Later in the week, Amazon suffered yet another serious failure that left customers Foursquare, Reddit and Netflix without service (the second major outage for Amazon’s US-EAST datacenter this year so far).

During this latest outage outrage, some customers complained of “little or poor feedback from Amazon” regarding the cause or anticipated recovery timeframe. Hmm, it might be worth reviewing Two Lawyers Walked into a Presentation, my May 26th blog that addressed negotiating service contracts with cloud providers.

I blogged about the first major service outage at Amazon’s US-East datacenter on April 28th, and offered suggestions to help protect companies that outsource workloads to the cloud. You might want to check out that blog (and review your cloud outsourcing strategy). My previous recommendations bear repeating:

1.         Don’t put all your eggs in same cloud-computing basket, or your eggs my end up getting fried.

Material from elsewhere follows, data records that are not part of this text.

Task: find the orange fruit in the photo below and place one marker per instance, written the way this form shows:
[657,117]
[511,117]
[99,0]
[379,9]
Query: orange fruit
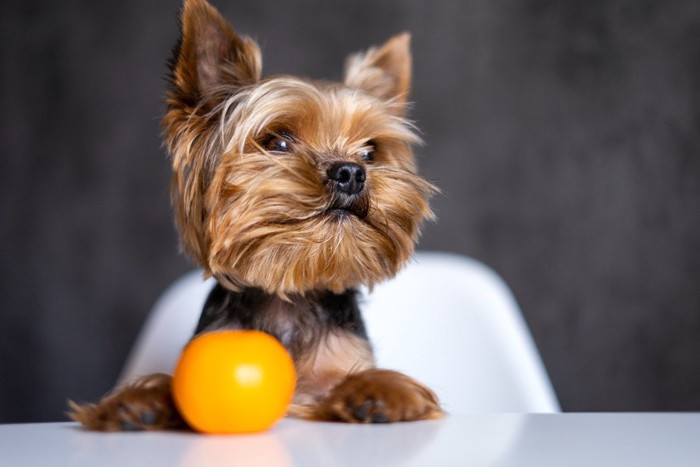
[233,382]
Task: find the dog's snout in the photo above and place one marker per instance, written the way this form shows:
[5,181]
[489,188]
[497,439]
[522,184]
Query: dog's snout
[347,177]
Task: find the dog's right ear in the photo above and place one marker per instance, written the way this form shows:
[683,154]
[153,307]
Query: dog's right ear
[211,59]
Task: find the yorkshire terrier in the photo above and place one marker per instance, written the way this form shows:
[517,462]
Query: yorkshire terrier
[292,193]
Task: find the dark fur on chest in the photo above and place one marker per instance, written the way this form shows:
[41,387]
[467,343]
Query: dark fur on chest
[299,323]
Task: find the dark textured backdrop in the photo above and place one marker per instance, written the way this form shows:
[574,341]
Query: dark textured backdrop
[564,134]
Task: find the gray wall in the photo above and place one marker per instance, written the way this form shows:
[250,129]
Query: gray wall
[565,137]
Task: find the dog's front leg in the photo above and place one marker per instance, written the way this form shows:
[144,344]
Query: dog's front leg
[143,404]
[378,396]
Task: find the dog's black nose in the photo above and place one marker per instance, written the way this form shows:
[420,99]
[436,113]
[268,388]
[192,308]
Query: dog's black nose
[348,177]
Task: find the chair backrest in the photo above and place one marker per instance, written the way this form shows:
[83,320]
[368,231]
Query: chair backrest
[446,320]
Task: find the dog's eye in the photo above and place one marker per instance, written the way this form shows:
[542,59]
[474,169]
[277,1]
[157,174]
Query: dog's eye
[367,153]
[278,142]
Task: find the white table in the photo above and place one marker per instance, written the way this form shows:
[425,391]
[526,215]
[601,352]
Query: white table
[461,440]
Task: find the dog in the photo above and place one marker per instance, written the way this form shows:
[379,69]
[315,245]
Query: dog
[292,194]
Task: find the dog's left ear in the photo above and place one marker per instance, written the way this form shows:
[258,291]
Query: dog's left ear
[383,72]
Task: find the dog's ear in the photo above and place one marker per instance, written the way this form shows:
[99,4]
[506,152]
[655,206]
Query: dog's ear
[210,57]
[383,72]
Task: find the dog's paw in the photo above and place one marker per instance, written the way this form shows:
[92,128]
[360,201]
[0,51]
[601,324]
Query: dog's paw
[378,396]
[144,404]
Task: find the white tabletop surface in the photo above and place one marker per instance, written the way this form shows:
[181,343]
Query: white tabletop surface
[459,440]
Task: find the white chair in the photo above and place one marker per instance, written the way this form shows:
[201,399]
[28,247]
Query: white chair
[446,320]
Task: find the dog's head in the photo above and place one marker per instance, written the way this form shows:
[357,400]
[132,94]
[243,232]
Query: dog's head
[284,183]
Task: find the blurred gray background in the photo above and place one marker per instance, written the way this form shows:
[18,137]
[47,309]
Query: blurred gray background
[565,136]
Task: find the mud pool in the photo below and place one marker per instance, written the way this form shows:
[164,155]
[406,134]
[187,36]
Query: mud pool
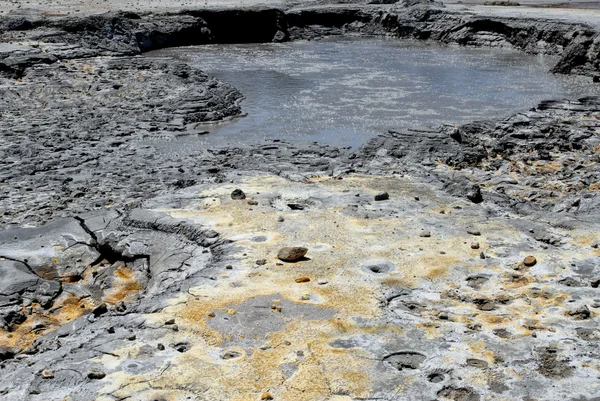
[344,91]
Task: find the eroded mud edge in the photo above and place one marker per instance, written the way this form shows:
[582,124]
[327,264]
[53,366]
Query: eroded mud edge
[169,289]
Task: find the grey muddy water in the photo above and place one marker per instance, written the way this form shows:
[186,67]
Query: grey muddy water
[345,91]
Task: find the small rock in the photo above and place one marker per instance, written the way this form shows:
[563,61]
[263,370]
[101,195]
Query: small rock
[291,254]
[47,374]
[100,309]
[96,374]
[120,306]
[581,313]
[382,196]
[6,353]
[230,354]
[238,194]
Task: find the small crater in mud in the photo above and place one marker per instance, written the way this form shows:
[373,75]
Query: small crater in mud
[551,365]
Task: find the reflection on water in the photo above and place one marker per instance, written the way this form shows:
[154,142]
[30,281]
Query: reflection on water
[344,91]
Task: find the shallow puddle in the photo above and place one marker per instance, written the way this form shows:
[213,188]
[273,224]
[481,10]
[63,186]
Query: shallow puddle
[342,91]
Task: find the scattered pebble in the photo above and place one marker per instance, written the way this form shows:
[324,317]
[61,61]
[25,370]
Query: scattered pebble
[96,374]
[382,196]
[47,374]
[238,194]
[291,254]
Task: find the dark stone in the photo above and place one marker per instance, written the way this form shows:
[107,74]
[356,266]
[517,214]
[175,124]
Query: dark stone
[96,374]
[292,254]
[382,196]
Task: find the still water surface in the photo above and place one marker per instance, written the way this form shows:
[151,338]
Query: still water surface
[344,91]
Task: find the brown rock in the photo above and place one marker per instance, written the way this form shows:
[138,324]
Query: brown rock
[291,254]
[47,374]
[238,194]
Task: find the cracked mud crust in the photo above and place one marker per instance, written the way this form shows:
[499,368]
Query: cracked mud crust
[434,318]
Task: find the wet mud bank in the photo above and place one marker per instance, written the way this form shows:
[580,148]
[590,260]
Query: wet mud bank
[127,33]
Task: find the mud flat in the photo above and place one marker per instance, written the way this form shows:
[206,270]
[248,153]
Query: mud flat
[459,262]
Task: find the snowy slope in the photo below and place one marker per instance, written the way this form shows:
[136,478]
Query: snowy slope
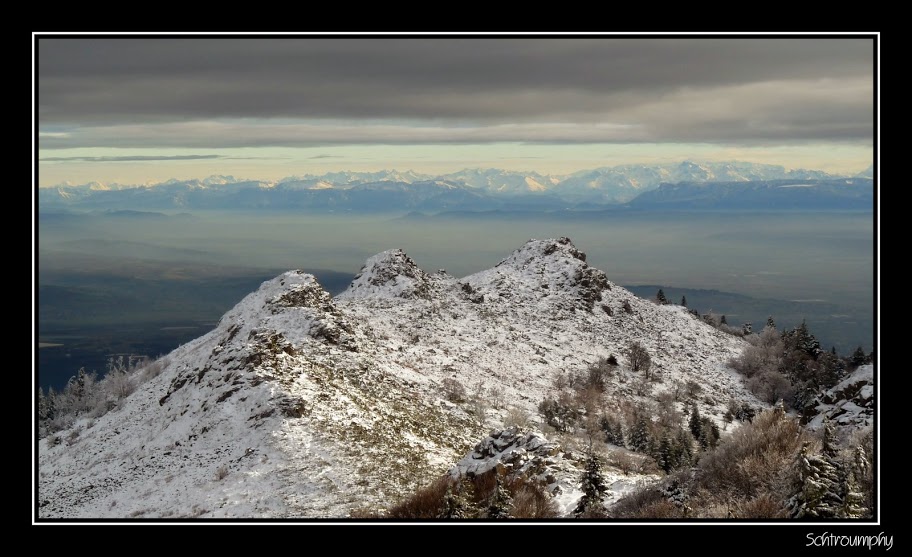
[298,404]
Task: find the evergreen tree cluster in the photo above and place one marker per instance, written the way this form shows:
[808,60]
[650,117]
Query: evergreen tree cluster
[593,486]
[791,366]
[85,395]
[828,487]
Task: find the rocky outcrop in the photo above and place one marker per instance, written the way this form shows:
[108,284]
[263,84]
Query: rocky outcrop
[849,404]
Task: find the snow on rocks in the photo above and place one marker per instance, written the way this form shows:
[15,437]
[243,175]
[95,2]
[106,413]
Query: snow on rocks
[298,404]
[850,403]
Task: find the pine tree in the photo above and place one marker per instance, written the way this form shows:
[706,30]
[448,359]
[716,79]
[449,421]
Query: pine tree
[666,457]
[500,502]
[593,485]
[618,435]
[817,494]
[695,423]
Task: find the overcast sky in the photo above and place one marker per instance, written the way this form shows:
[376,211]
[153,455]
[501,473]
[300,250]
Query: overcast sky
[140,110]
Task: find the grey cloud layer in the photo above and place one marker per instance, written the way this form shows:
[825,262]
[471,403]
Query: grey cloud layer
[132,158]
[637,89]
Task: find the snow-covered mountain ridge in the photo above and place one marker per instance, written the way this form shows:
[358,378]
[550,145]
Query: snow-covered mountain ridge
[301,405]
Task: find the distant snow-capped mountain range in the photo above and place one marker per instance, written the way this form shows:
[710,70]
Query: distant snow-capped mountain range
[469,189]
[298,404]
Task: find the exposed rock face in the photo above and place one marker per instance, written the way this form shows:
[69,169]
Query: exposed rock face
[391,272]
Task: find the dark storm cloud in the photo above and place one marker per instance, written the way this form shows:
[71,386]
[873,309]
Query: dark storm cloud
[464,82]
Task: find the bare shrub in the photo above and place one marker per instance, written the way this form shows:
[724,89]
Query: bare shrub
[764,506]
[424,503]
[531,501]
[771,386]
[623,461]
[753,459]
[453,390]
[516,417]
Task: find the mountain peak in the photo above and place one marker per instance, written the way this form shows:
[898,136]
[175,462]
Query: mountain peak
[552,268]
[390,273]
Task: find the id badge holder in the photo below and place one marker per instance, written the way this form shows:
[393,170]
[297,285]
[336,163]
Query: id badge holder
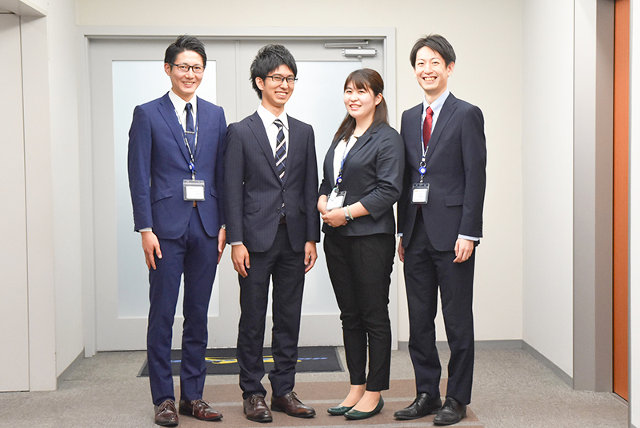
[336,199]
[193,190]
[420,193]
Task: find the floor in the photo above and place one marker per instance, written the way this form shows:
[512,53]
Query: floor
[511,389]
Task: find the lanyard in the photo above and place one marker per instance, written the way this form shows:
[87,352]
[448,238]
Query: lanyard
[192,163]
[344,156]
[422,167]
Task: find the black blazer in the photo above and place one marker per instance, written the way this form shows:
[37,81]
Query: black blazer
[254,193]
[456,163]
[372,175]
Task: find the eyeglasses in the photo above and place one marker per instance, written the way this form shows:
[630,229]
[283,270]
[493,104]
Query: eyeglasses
[197,69]
[279,79]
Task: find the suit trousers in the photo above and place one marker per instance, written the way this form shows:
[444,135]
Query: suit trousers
[426,270]
[195,253]
[286,268]
[360,271]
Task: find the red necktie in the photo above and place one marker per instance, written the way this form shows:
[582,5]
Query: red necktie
[426,127]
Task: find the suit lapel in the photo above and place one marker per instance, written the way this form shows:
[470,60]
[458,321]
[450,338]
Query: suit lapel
[449,107]
[257,128]
[414,140]
[168,113]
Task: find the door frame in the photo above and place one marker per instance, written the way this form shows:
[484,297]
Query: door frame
[386,35]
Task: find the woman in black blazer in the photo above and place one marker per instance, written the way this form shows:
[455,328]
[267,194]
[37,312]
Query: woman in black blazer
[362,180]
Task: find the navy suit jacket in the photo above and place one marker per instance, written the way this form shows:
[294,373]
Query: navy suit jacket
[372,174]
[254,194]
[158,163]
[456,163]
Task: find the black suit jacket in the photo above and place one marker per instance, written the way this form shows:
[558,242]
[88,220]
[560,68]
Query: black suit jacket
[254,194]
[372,174]
[456,163]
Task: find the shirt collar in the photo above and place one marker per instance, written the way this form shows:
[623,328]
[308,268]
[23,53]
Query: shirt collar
[268,117]
[436,106]
[179,104]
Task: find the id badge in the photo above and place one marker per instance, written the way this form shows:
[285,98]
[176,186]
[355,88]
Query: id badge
[193,190]
[420,193]
[336,199]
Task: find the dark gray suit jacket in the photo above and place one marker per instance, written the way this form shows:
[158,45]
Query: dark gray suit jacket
[372,175]
[254,194]
[456,163]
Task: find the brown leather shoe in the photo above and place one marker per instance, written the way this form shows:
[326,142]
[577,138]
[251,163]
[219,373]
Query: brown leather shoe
[166,414]
[199,409]
[256,409]
[292,406]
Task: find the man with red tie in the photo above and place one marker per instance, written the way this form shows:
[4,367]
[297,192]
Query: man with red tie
[440,224]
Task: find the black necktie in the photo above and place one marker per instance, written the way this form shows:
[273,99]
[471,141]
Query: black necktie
[190,131]
[281,149]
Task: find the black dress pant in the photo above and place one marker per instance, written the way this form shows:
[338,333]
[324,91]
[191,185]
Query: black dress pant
[426,270]
[286,268]
[360,271]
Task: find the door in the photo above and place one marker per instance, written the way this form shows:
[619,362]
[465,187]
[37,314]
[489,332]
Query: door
[14,362]
[127,72]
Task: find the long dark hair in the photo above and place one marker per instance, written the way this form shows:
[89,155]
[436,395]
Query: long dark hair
[364,78]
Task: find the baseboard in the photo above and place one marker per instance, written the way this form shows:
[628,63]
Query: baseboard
[66,371]
[548,363]
[508,344]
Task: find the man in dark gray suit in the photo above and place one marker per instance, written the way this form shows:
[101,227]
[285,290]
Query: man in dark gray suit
[271,189]
[440,219]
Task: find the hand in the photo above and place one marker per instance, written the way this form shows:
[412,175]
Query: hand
[463,249]
[150,246]
[401,251]
[310,255]
[222,241]
[240,259]
[335,218]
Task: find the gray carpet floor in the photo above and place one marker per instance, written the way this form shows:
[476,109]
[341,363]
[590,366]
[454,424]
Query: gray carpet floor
[511,389]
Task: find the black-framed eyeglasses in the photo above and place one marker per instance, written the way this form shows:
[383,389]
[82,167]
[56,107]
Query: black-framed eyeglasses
[197,69]
[279,79]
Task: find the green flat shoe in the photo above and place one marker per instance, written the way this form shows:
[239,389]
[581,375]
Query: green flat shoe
[357,414]
[338,410]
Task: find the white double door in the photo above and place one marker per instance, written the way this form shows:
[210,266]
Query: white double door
[128,72]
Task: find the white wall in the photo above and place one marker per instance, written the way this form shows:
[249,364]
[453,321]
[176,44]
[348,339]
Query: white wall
[65,73]
[634,216]
[547,169]
[488,73]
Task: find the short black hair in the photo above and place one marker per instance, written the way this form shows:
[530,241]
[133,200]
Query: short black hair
[269,58]
[436,43]
[184,43]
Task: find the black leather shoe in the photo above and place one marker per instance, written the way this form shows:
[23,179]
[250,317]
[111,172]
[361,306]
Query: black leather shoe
[165,414]
[423,405]
[256,409]
[357,414]
[451,413]
[292,406]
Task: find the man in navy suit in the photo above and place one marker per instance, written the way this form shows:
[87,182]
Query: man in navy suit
[175,177]
[271,189]
[440,221]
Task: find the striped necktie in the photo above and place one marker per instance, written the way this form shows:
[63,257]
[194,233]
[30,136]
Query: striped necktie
[281,149]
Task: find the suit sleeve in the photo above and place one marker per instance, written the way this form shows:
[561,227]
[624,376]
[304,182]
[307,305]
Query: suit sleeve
[406,178]
[311,191]
[389,169]
[474,158]
[233,184]
[139,169]
[219,173]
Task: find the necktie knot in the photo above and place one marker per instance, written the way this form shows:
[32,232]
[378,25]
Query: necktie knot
[426,127]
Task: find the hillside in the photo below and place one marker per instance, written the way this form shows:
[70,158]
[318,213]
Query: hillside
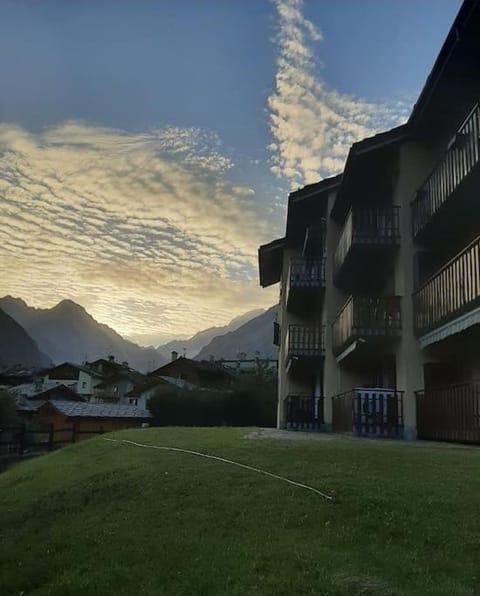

2.         Manage your IT assets with the same rigor as you do in your datacenter regardless of where they are—even in the public cloud.

When it comes to managing and monitoring your private cloud, NetIQ offers very powerful tools. In fact, these tools also help you prepare for unforeseen outages, allowing you to perform contingency planning and define and automate best-practice responses to various failure scenarios—before a crisis occurs. If you haven’t already done so, I’d suggest checking out Novell Operations Center which provides a dashboard view of the interrelationships that ensure delivery of critical business services.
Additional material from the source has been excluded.